The average temperature around the beehives was 24.8℃, with a maximum temperature of 43.8℃ and a minimum of 11.4℃. The relative humidity around the beehives was recorded with an average of 64.2%, a maximum of 89.4%, and a minimum of 29.2% (Table 2). Among the 39 beehives, it was observed that only 19 beehives had moved more than 1 km.
An analysis of the installation locations of the beehives showed that the highest latitude of beehive installation was 37.1°N near Hwacheon-gun, Gangwon-do, while the lowest latitude was 34.5°N near Mokpo-si, Jeollanam-do (Table 3). The highest longitude of beehive installation was 129.0°E near Taebaek-si, Gangwon-do, and the lowest longitude was 126.3°E near Mokpo, Jeollanam-do. During the study period, the cumulative movement distance of each beehive averaged 578.5 km, with beehives covering distances ranging from 47.7 km to 1,744.9 km (Table 4). On average, each beehive covered 64.2 km per single trip, with a maximum of 89.4 km and a minimum of 29.2 km.
In Korea, the honey flow period typically spans from May to June when the acacia trees bloom (RDA, 2020). The newly collected movement data of beehives exhibited significant variation by month (Chi-square test: x22=171.182, p=0.001). The highest number of beehives movement data recorded in May and June, coinciding with the honey flow period.
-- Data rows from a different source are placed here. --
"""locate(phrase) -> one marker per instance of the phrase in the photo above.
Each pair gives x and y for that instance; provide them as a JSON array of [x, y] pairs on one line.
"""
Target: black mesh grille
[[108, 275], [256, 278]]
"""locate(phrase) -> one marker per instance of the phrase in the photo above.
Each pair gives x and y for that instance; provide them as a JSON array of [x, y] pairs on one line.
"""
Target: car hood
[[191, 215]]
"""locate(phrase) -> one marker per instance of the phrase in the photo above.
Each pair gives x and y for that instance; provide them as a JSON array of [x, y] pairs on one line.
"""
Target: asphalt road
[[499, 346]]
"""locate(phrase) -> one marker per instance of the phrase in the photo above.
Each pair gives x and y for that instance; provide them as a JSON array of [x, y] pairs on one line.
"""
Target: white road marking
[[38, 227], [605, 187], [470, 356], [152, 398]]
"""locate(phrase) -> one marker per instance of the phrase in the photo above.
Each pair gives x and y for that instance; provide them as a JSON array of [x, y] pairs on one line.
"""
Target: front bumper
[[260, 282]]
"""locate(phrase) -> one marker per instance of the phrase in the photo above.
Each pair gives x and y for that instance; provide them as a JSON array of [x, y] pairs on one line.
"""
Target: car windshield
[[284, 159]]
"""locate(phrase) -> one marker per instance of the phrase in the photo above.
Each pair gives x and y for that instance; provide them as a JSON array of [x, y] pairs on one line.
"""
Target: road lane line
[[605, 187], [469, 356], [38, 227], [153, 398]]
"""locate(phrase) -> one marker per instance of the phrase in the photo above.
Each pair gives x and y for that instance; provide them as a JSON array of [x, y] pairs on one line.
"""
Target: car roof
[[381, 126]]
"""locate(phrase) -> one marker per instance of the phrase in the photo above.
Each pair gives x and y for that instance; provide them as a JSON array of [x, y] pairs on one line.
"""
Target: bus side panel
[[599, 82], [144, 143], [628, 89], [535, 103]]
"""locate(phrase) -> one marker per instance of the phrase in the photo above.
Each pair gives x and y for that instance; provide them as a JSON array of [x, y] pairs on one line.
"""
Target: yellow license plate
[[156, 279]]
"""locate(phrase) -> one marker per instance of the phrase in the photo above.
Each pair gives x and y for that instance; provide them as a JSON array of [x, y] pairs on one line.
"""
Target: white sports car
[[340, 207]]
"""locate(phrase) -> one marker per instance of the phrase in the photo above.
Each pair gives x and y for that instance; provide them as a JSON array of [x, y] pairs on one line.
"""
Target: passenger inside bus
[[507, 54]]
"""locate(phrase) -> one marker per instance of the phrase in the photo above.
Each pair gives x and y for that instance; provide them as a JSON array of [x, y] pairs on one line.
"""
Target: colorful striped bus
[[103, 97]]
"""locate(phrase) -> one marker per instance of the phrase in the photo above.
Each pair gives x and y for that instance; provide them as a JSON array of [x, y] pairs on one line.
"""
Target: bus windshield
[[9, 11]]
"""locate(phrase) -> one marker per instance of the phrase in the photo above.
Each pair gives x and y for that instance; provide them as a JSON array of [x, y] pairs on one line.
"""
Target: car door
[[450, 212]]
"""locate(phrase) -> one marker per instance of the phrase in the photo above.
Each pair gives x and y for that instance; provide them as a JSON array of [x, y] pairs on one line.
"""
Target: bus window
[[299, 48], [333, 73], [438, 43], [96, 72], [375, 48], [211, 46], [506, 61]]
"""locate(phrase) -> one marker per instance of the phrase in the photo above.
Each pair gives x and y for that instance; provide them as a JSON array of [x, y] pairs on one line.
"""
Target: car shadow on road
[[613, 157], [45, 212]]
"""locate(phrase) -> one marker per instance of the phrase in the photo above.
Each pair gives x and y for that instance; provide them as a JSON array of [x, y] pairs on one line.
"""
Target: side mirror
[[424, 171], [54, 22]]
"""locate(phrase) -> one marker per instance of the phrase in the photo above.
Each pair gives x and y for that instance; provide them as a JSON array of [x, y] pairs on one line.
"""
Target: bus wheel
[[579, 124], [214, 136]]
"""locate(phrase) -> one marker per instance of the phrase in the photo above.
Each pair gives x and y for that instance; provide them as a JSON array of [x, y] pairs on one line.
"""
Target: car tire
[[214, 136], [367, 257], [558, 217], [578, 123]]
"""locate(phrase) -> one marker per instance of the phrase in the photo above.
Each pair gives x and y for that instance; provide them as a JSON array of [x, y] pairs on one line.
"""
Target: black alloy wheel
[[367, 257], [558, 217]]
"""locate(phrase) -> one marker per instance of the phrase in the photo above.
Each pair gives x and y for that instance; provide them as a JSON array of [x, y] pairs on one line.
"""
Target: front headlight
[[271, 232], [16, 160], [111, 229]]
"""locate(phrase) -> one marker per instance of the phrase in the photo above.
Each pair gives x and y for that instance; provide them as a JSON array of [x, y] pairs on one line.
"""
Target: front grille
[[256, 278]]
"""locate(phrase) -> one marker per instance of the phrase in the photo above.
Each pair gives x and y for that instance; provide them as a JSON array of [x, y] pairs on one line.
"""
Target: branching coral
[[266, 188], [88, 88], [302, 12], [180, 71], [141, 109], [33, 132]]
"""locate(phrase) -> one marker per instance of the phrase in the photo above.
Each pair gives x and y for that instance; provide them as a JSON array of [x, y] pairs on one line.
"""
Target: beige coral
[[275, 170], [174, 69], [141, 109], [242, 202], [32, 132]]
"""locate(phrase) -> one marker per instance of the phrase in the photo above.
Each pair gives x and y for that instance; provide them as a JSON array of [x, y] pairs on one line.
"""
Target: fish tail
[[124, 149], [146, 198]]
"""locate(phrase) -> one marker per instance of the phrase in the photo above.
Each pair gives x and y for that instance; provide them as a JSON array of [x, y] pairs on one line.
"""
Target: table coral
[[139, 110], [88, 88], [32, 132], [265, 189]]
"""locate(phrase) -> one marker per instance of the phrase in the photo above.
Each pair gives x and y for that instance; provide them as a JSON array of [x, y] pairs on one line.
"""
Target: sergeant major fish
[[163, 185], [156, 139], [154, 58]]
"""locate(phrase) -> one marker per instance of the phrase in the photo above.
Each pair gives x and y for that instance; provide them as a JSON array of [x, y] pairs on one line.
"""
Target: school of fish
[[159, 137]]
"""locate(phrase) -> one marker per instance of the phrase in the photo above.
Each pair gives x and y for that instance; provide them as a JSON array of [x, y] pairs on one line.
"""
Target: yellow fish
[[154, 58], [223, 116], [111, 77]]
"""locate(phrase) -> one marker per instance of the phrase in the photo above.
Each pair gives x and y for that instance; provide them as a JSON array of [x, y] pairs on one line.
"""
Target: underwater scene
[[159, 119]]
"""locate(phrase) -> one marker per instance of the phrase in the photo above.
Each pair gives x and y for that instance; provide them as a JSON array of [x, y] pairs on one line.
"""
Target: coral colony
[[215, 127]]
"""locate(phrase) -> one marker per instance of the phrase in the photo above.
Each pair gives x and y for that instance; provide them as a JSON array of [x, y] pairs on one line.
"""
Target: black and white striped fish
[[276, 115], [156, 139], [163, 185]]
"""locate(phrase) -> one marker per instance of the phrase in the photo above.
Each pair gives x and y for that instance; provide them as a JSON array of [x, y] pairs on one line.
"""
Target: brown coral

A comparison of the temperature around the beehives with weather data from the Korean Meteorological Administration’s statistics portal (KMA, 2023) revealed that the average temperature around the beehives was approximately 2℃ higher than that in the weather data from the KMA statistics portal from May to July. The distribution of the beehives ranged from the southern to the northern regions of South Korea. The beehives of migratory beekeeping in South Korea covered an average distance of 578 km during the honey flow period, which was less than the average distance of 4,000 km in the United States (Melicher et al., 2019) and 3,000 km in China (Zheng et al., 2018), and similar to the 400 km average distance in Spain (Jara et al., 2021).
2. Analysis of meteorological changes and beehive location during the honey flow period
A significant positive correlation was observed between the honey flow period (from April 28th to July 1st) and the ambient temperature around the beehives (r= 0.429, p=0.0001; Fig. 5). However, no significant correlation was found between humidity and the honey flow period (p=0.074). This lack of correlation is thought to be due to the increased humidity during May, due to frequent rainfall, and during June, due to the rainy season (KMA, 2023). When analyzing the location information (latitude) of beehives at 5-day intervals during the honey flow period (Fig. 6), the range of 37.4-38.1°N latitude accounted for the highest percentage at 47.1%, followed by 36.4-37.4°N, 35.4-36.4°N, and 34.4-35.5°N (Oneway ANOVA test, F3,52=49.598, p=0.0001). The ratio of beehive locations by date exhibited significant differences (Chi-square x239=165.847, p=0.0001).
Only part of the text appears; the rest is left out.